テーマ:Triadic relation among Chinese, Japanese and Taiwanese: The Magic of Triads, Understanding international group relation from behavioral experiments.
講師:江 彦生(中央研究院社会学研究所・副研究員)
報告:段 家誠(本学国際観光学部教授)

2019年6月27日、台湾の中央研究院より江 彦生副研究員を招いて第49回研究フォーラムを開催しました。

 今回、江副研究員は、阪南大学に短期招聘で来られ筆者と共同研究を進めた。今回の短期招聘で江副研究員と筆者は、Heiderの三者関係論を台湾、中国、日本の国際関係に応用する手法で研究を進めた。三者関係論は、台湾人、中国人、日本人が、それぞれを信任するかどうかで得られる報酬が異なるというモデルをいくつか検討するものである。本研究フォーラムはその短期招聘での研究成果でもある。
 当日の参加者は19名であった。報告は英語で行われ、適宜日本語と中国語も使われた。フロアの専任教員からは質問がなされ、活発な質疑応答が行われた。
 江副研究員の専門は社会学の社会ネットワーク研究でさらにその中でも、構造的均衡 (Structural Balance)理論について詳しい。構造的均衡は社会学のうち社会ネットワークにおける重要な理論の一つである。同理論は、ドイツのFritz Heider(1896-1988)が1950年代に提唱したものである。構造的均衡理論が求める問いは、3つの個体の関係について、そのうちのいずれか1つの関係の変化がその他の2つの関係の発展にどのような影響を及ぼすのかという点である。台湾、中国、日本の関係を例にすれば、その三角関係において、そのうちの台湾と中国の関係の変化が、その他の中国と日本、台湾と日本の関係に影響を及ぼす可能性は高い。

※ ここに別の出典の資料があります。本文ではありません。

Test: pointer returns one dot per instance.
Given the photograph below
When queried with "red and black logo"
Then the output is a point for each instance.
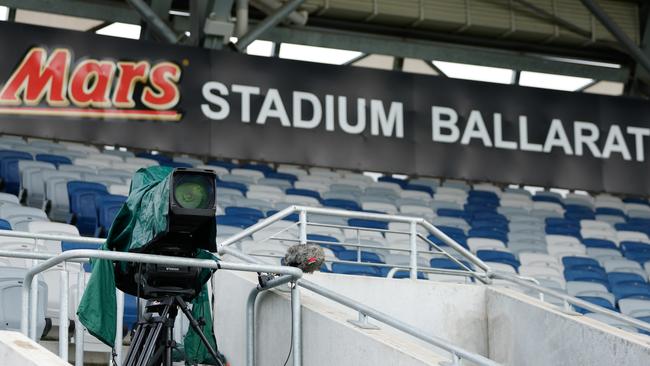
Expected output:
(46, 86)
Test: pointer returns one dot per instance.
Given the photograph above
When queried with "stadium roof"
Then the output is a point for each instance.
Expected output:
(557, 44)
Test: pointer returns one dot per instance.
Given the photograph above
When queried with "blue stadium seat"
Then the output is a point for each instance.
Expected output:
(238, 221)
(579, 215)
(10, 173)
(572, 262)
(157, 157)
(356, 269)
(418, 187)
(586, 275)
(621, 278)
(634, 246)
(600, 301)
(232, 185)
(609, 211)
(247, 212)
(490, 216)
(54, 159)
(224, 164)
(491, 225)
(642, 201)
(65, 246)
(303, 192)
(401, 182)
(325, 238)
(372, 224)
(635, 290)
(499, 257)
(83, 205)
(538, 198)
(562, 230)
(259, 167)
(599, 243)
(130, 318)
(351, 255)
(446, 263)
(450, 212)
(107, 207)
(286, 176)
(487, 233)
(401, 274)
(342, 204)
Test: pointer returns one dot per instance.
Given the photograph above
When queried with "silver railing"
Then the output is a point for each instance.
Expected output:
(486, 276)
(50, 260)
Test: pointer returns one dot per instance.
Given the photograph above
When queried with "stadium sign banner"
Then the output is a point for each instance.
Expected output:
(75, 86)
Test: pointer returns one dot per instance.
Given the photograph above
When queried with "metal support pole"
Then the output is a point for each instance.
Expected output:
(78, 327)
(268, 23)
(33, 307)
(63, 316)
(303, 226)
(241, 26)
(250, 315)
(618, 33)
(153, 20)
(414, 250)
(296, 325)
(119, 319)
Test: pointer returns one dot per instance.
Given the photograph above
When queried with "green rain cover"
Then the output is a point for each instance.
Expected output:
(142, 217)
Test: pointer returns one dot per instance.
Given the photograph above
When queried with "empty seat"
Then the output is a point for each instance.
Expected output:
(635, 308)
(19, 216)
(83, 205)
(11, 283)
(108, 207)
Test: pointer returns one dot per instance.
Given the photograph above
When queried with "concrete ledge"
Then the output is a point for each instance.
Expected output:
(16, 349)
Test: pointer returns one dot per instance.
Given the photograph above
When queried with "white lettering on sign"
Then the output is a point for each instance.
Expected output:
(375, 117)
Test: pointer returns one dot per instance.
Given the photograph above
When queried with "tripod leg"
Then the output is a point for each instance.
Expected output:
(197, 328)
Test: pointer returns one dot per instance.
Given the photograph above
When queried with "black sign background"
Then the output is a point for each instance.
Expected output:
(416, 153)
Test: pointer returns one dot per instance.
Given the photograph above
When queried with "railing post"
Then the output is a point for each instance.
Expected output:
(118, 326)
(63, 315)
(414, 250)
(78, 327)
(296, 321)
(303, 226)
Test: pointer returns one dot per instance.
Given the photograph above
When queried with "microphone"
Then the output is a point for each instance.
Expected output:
(307, 257)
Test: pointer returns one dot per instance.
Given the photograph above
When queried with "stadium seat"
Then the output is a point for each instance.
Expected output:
(83, 205)
(19, 216)
(631, 290)
(108, 207)
(11, 283)
(356, 269)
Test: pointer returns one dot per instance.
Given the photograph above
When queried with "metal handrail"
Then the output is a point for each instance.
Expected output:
(573, 300)
(455, 351)
(489, 274)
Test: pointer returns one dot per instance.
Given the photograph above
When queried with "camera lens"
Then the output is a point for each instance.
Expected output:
(192, 192)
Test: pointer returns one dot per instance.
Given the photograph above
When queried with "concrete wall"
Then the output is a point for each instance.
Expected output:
(16, 349)
(523, 331)
(454, 312)
(328, 338)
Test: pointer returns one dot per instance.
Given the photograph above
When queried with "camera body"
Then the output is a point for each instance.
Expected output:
(191, 226)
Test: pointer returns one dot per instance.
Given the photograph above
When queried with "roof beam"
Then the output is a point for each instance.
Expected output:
(110, 11)
(439, 51)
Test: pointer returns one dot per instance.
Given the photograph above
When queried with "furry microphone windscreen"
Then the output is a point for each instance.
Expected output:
(307, 257)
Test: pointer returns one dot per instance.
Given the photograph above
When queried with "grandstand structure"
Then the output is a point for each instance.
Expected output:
(457, 245)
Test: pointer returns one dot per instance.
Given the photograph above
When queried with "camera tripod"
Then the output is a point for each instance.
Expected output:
(153, 340)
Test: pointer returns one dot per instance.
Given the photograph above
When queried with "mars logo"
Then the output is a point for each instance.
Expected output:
(46, 86)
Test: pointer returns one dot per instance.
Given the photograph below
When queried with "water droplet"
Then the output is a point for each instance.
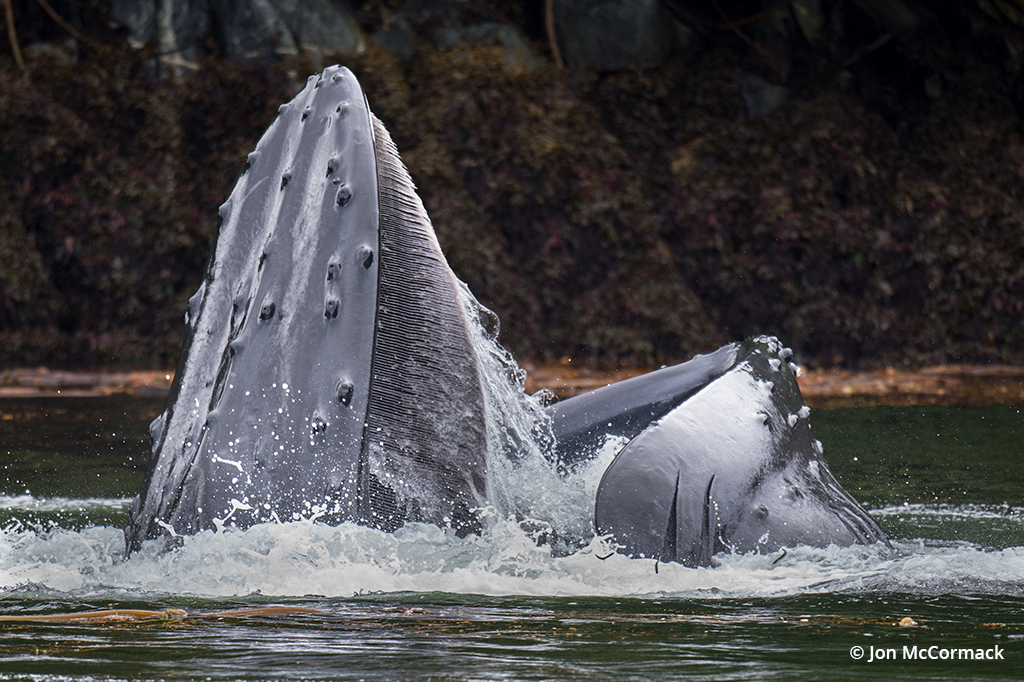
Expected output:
(365, 256)
(344, 195)
(345, 389)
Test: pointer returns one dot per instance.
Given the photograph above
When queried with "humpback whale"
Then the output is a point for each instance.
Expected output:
(335, 369)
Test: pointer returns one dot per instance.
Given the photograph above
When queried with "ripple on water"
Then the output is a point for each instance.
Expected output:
(303, 558)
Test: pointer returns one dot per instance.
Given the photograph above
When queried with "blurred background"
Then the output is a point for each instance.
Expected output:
(626, 182)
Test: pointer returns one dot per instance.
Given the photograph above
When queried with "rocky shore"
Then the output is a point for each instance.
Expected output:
(625, 182)
(820, 388)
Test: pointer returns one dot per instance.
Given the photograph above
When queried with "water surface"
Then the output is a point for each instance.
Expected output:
(421, 603)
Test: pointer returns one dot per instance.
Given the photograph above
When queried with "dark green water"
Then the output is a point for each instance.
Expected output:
(944, 482)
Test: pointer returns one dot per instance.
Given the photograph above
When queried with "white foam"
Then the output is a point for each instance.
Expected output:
(303, 558)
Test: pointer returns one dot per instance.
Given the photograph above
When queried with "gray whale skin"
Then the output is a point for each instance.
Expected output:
(330, 372)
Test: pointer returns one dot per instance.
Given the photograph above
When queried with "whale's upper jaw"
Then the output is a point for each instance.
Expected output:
(328, 369)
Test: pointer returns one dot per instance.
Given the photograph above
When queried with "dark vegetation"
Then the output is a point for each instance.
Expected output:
(877, 217)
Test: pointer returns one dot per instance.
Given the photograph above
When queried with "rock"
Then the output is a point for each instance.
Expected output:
(399, 39)
(321, 27)
(245, 29)
(138, 16)
(66, 51)
(179, 27)
(761, 96)
(518, 56)
(613, 35)
(810, 18)
(251, 30)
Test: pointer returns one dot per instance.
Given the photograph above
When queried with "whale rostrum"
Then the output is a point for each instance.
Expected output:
(333, 371)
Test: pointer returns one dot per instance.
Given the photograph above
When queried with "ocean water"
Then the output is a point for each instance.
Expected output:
(301, 600)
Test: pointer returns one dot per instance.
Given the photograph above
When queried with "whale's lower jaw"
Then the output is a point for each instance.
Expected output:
(731, 468)
(329, 371)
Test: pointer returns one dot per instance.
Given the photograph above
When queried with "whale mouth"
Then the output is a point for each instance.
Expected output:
(336, 370)
(731, 466)
(329, 370)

 江副研究員は、これまでHeiderの理論を、台湾人と中国人の関係の解釈に応用している。今回、江副研究員は、その第三者に日本人が加わることにより、台湾人と中国人の関係に、必然的に微妙な変化が生じる可能性が高いと考え、阪南大学の筆者担当の講義を通じて簡単な実験調査を行なった。今回その予備的な調査の報告を研究フォーラムで行った。
 信頼の三者関係論(Triadic Trust)のモデルは、3名のプレーヤー(A: Trustor, B: Trustee, C: Judge)によって次のように展開される。AはBに対して信頼もしくは不信頼の2つの選択肢があり、信頼の選択肢の先にはCの選択が待っている。ここで、Aが信頼する理由はCが公正であるからとする。AとCの中間にいるBは、2つの選択肢があり、Aの信頼を尊重すればA、Bそれぞれに5点が入る。Bが信頼を尊重せずCに判断が任された場合、Cは、その信頼への懲罰容認の選択肢ではAにマイナス5点、Bに10点が付与される。それとは別の選択肢で、Bの懲罰的選択を罰するならばAに10点、Bにマイナス5点が付与される。

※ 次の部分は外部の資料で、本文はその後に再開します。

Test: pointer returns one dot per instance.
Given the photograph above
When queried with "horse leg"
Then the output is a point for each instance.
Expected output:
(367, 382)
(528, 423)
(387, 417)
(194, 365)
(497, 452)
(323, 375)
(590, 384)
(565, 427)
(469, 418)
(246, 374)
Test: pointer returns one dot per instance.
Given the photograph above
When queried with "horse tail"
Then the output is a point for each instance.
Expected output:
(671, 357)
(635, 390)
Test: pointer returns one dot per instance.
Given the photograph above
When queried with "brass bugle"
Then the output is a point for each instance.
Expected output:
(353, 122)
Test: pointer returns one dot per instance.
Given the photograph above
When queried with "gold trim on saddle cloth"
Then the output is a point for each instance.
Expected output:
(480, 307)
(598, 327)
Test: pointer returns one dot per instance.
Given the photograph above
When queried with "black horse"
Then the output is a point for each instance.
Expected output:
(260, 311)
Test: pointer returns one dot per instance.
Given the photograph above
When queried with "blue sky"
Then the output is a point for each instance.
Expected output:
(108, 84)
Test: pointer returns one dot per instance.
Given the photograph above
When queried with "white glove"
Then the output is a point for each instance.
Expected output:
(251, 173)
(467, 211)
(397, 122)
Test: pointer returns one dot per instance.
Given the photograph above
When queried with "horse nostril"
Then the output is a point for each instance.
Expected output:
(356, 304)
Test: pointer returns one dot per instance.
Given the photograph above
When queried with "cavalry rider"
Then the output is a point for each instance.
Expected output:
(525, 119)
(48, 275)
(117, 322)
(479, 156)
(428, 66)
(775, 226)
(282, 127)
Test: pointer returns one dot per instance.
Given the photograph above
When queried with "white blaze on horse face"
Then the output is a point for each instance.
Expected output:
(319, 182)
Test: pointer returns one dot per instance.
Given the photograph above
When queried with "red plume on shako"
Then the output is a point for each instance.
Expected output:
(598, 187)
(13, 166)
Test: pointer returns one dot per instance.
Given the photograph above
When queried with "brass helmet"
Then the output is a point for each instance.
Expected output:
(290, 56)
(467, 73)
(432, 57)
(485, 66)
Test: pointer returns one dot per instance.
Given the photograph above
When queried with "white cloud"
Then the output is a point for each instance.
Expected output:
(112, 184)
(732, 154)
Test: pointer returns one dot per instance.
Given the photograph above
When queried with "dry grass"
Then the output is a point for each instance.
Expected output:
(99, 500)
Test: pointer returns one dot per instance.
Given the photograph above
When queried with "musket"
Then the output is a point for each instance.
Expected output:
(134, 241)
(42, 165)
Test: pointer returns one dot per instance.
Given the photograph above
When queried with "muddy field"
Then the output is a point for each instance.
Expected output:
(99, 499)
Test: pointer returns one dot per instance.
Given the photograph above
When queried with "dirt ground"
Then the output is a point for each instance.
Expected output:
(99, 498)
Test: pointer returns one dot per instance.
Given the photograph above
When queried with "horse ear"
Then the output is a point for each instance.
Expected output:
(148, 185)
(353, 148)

 上記のモデルを基本にして、A、B、Cにそれぞれ中国、台湾、日本の役割を与え、その役割をすべてのプレーヤーで替えて被験者の反応をみるものである。

 この研究と実験の特徴は、信頼の三者関係論を、東アジアの中国、台湾、日本に当てはめて考察するところである。1956年にこの手法が考案されたときは2グループのみであった。中台関係は、近年中国の経済成長と覇権主義の台頭がみられ、中国の台湾統一への武力使用も否定されていないことから、このモデルとデータが示唆する状況は興味深い。それに第3者である日本がどう関与するかで結果が異なるかが注目される。

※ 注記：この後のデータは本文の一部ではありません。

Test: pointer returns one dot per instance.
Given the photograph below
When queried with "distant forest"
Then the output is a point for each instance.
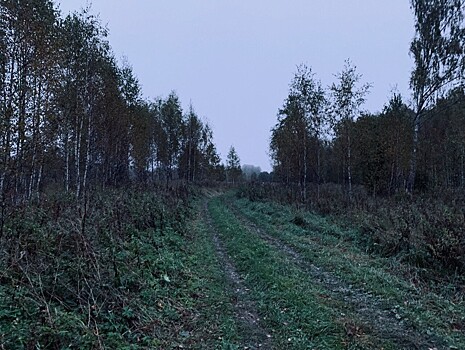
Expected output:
(73, 118)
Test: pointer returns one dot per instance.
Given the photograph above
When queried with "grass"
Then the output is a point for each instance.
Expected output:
(295, 310)
(134, 276)
(335, 249)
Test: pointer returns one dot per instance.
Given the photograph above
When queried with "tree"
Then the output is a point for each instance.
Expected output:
(233, 166)
(348, 97)
(299, 130)
(439, 58)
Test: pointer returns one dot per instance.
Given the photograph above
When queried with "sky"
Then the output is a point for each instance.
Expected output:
(234, 60)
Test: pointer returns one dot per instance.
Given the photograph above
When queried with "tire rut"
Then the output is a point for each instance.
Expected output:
(372, 311)
(254, 336)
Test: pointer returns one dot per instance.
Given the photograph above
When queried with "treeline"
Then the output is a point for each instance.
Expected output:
(324, 136)
(73, 118)
(310, 144)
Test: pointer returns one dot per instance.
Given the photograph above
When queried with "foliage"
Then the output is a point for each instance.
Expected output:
(109, 272)
(233, 166)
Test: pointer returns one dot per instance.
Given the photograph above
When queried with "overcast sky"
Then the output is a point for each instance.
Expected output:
(235, 59)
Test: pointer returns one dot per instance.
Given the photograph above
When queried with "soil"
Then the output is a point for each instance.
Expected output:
(253, 335)
(377, 315)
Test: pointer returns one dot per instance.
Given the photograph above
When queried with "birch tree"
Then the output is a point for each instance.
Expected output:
(439, 57)
(348, 96)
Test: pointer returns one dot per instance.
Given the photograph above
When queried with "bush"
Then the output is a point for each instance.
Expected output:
(89, 274)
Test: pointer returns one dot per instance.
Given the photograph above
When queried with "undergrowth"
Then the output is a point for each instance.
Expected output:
(426, 231)
(107, 272)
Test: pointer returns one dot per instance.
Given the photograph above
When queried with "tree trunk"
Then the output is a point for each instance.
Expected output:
(413, 159)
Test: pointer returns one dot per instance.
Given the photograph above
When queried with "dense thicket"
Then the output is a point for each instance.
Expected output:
(323, 136)
(72, 117)
(335, 158)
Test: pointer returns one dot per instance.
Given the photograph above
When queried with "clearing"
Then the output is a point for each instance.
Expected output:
(294, 280)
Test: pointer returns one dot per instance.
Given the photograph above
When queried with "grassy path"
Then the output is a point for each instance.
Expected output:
(291, 289)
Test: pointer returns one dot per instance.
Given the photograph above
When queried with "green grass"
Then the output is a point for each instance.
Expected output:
(327, 245)
(135, 277)
(296, 311)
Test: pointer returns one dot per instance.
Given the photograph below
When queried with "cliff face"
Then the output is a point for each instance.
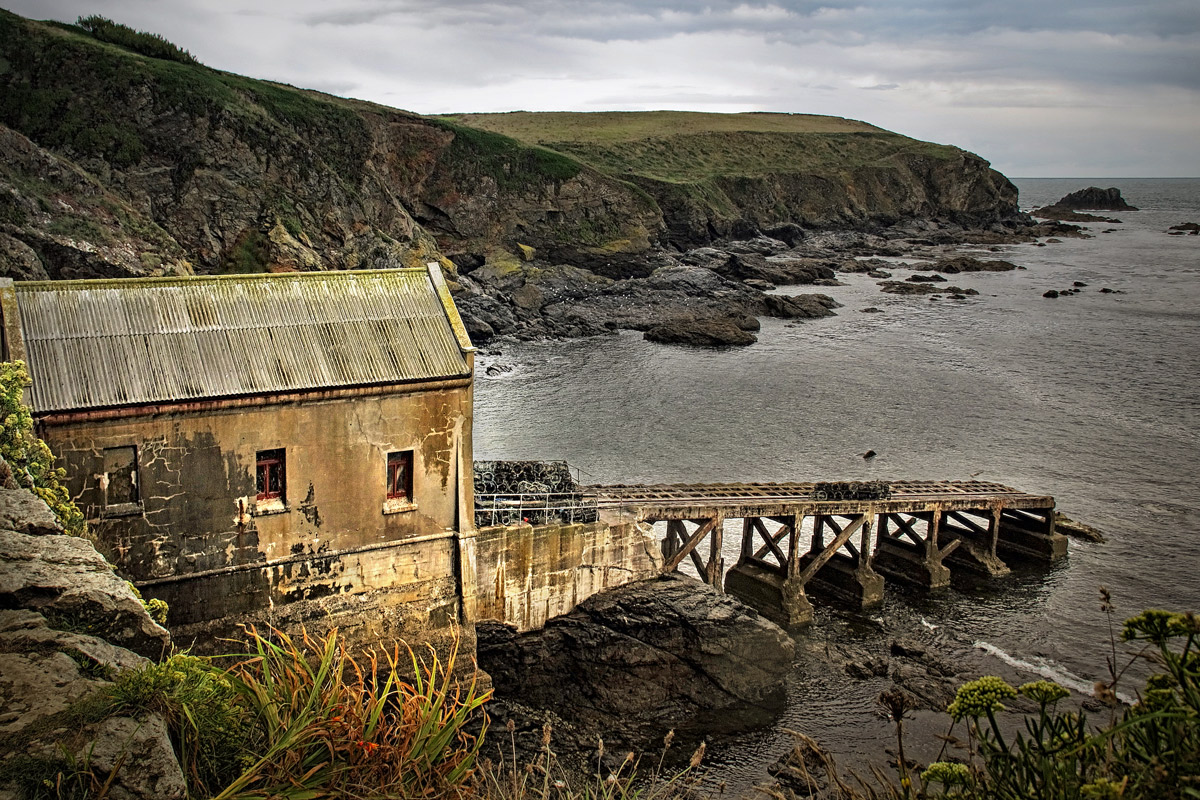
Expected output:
(732, 174)
(120, 164)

 この三者関係論は、東アジアの国際関係論に限定すれば、アメリカを加えると日米関係と米中関係が入りさらに複雑になる。これに韓国と北朝鮮がその時々の情勢によって影響を受け、さらにロシアが関与するとその複雑さはさらに増してくる。将来的には、こうした情報の収集にはニュース情報の量と質の解析、SNSの投稿分析やビックデータの活用が重視されるであろう、さらに課題の計算にスーパーコンピューターや、AIを活用してシミュレーションを行う必要性が感じられた。